3 Essential Exercises for Lasting Low Back Pain Relief
Low back pain isn’t just common; it’s one of the leading causes of disability worldwide, affecting hundreds of millions of people every year.
But here’s the problem:
Most people treat back pain with temporary fixes, such as rest, medication, or passive treatments, without ever addressing the root cause.
If you want lasting relief, you need something different.
You need a strategy that builds resilience, restores movement, and strengthens your body for the long term.
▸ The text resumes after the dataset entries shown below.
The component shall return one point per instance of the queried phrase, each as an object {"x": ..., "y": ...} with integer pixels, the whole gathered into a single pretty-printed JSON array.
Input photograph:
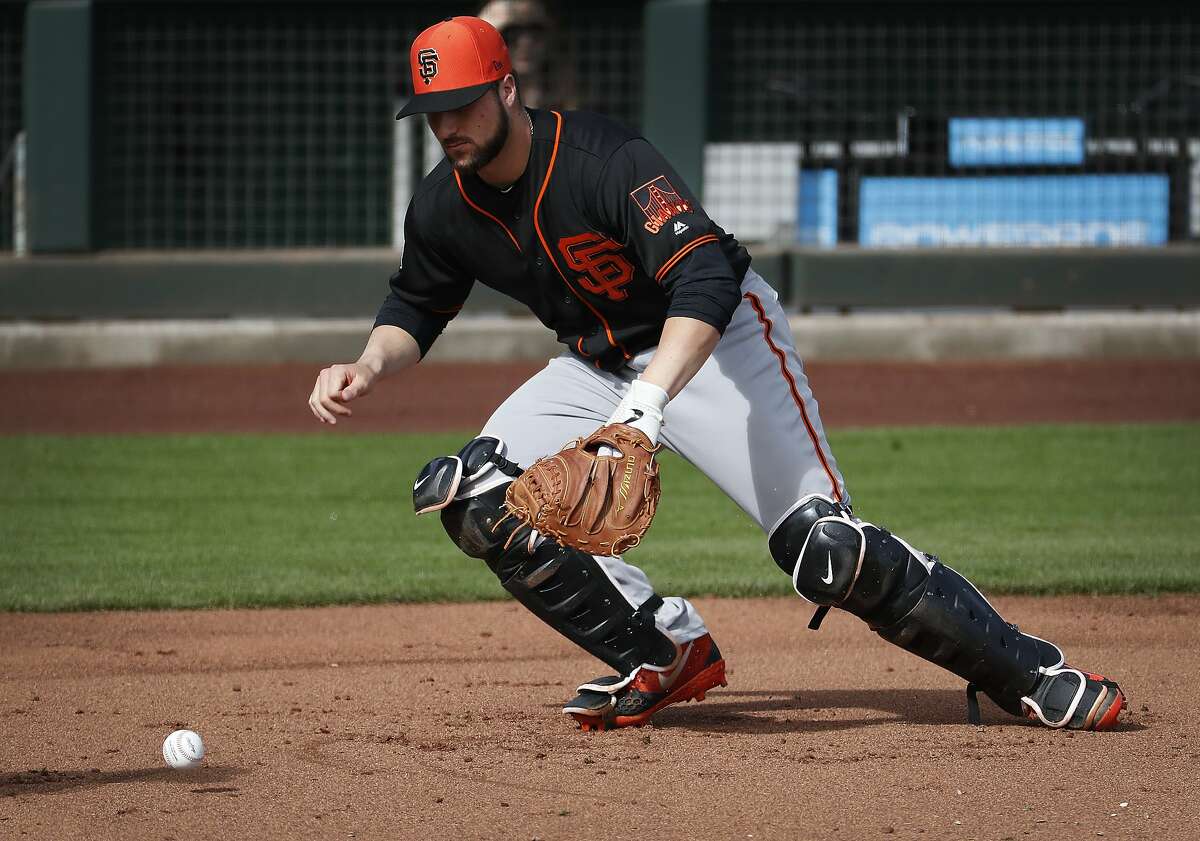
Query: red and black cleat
[
  {"x": 629, "y": 702},
  {"x": 1068, "y": 697}
]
Why “Resting Your Back” Often Makes It Worse
It sounds counterintuitive, but prolonged rest can actually:
Increase stiffness
Weaken key stabilizing muscles
Delay healing
Make pain more persistent
At Tualatin Valley Physical Therapy, we follow a simple principle:
Movement is medicine.
The right exercises, performed correctly, help your body heal, adapt, and become more resilient.
The 3 Pillars of a Pain-Free Back
Lasting relief comes down to 3 key elements:
1. Mobility
Your spine needs to move freely, especially through the thoracic (mid-back) and hips.
2. Stability
Your core acts like a natural brace to protect your spine.
3. Strength
Your glutes and posterior chain absorb load, so your lower back doesn’t have to.
The 3 Most Important Exercises for Back Pain
These aren’t random exercises.
They’re foundational, evidence-based movements that physical therapists use to rebuild your body the right way.
1) Bird Dog (Core Stability & Control)
Why It Works
The Bird Dog teaches your body how to stabilize the spine during movement, something your back needs every single day.
It targets:
Deep core muscles
Spinal stabilizers
Glutes
How to Do It
Start on hands and knees
Extend opposite arm + leg
Keep hips level and core engaged
Move slow and controlled
2–3 sets of 8–12 per side. Once you get the hang of it, begin to add 5-10 second holds to each rep.
Pro Tip
“Imagine balancing a glass of water on your back.”
2) Cat-Cow (Spinal Mobility & Relief)
Why It Works
This movement gently restores spinal motion and reduces stiffness, especially if you sit a lot.
How to Do It
Inhale → arch your back (Cow)
Exhale → round your spine (Cat)
Move slowly with your breath
10–15 controlled reps three times a day
Pro Tip
Don’t force it; focus on smooth, pain-free motion throughout your entire spine
3) Glute Bridge (Strength & Back Protection)
Why It Works
Weak glutes = your lower back works overtime.
This exercise:
Strengthens glutes + hamstrings
Improves pelvic control
Reduces stress on your spine
How to Do It
Lie on your back, knees bent
Drive through heels
Lift hips → squeeze glutes
Lower slowly
2–3 sets of 12–15 reps. Once you get the hang of it, begin to add 5-10 second holds to each rep.
Pro Tip
“If you feel it in your back, reset, you should feel it in your glutes.”
Why These 3 Exercises Work Together
Bird Dog → stability
Cat-Cow → mobility
Glute Bridge → strength
Together, they create a complete system for spinal health
The Real Secret: Consistency
Doing these once won’t fix your back.
But doing them consistently?
That’s where real change happens.
Aim for 3–5 days per week
Even small improvements in movement can significantly reduce your risk of back pain.
When You Should Seek Help
If you have:
Pain that isn’t improving
Pain that radiates down your leg
Recurrent flare-ups
Difficulty returning to activity
It’s time to work with a Doctor of Physical Therapy
The Bottom Line
Low back pain isn’t just something you “deal with.”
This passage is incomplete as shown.